Removing outliers that spread the graph by limited the x-axis by removing 0.05% of the points furthest away from the median.When APR increases as the rating gets riskier and most people tend to have debt-to-income ratios below 1, regardless of risk category.Also, there is this unusual horizontal line in the 'HR' category that extends past 1 and all the way to
------
# Reflection
The Prosper Loan data set contains information on 113937 loan records.We have been able to analyze that Prosper's portfolio has really changed between 2005 and 2014.I started by going through the Prosper website to understand the concept and details of some of the fields in the data set. Then I started understanding the individual variables in the data set, and then I explored interesting questions and leads as I continued to make observations on plots.
Following are some of the interesting features which I observed during the exploratory analysis:
* There are 3 loan terms 12, 36 and 60 months. The most popular loan term is 36 months
* Borrower who home owner had receive bigger loan than other one who not own the home.

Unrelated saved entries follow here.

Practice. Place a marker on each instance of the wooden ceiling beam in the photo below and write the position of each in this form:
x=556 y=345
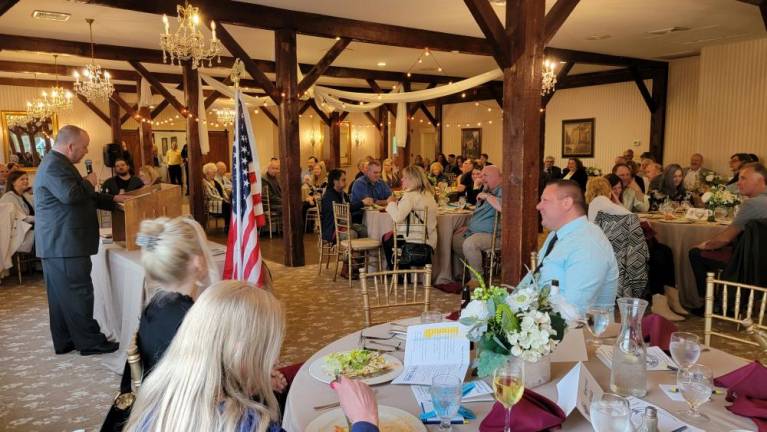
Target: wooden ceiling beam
x=492 y=28
x=271 y=18
x=557 y=16
x=322 y=65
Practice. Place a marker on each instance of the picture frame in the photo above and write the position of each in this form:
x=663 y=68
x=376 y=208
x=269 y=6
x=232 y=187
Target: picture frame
x=578 y=138
x=471 y=142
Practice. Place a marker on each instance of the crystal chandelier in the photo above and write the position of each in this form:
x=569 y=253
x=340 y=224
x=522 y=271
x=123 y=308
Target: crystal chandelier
x=57 y=99
x=225 y=116
x=188 y=42
x=549 y=78
x=96 y=84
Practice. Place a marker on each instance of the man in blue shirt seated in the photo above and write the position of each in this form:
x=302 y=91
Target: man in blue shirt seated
x=477 y=235
x=368 y=190
x=576 y=253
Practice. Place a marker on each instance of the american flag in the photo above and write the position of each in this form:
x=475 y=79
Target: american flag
x=243 y=253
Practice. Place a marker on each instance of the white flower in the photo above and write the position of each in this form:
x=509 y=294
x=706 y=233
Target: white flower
x=476 y=309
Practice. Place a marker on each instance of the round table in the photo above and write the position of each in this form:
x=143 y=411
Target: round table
x=681 y=237
x=379 y=223
x=307 y=392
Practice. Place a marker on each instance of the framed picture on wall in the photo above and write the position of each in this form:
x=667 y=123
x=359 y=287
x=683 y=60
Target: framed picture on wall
x=471 y=142
x=578 y=138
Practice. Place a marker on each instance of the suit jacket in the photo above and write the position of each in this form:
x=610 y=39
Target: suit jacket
x=65 y=210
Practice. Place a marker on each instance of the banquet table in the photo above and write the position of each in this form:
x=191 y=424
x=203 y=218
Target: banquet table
x=307 y=392
x=681 y=237
x=118 y=286
x=379 y=223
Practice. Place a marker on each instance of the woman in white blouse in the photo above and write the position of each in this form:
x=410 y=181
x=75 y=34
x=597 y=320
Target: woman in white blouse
x=604 y=194
x=418 y=195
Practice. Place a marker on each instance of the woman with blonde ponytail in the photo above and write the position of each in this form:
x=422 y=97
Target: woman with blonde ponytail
x=216 y=374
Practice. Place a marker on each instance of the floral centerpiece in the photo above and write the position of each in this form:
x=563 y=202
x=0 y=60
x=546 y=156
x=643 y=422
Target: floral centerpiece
x=527 y=322
x=593 y=171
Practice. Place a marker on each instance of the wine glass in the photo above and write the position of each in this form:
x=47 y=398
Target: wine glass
x=685 y=349
x=696 y=384
x=509 y=385
x=610 y=413
x=445 y=393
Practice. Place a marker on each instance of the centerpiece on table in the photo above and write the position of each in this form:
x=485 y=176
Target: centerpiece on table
x=720 y=201
x=526 y=322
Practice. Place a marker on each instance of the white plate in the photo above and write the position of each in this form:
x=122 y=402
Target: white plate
x=390 y=419
x=317 y=371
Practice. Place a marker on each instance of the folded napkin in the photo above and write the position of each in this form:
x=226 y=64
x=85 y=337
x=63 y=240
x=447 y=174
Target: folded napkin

* High Credit Score Upper is assign to excellent rating (AA), and surprise is Poor prosper rating "HR" have high credit * score that rating E.
* Most of borrowers Income ranges from $25,000 - $74,999.
* Most loans are taken for debt consolidation. Individuals in all income categories take loans for debt consolidation and the amount varies largely.
* The Borrower rate of Interest and Lender Yield is low for higher Credit Grades and high for lower Credit Grades.
* The median gradually increases from higher Credit Grade (AA) to lower Credit Grade (HR).
Although some ideas for future exploration can improve this analysis substantially.
I really think regression model can be improved further using Gradient Decend to better approximate the slope and the intercept of the line.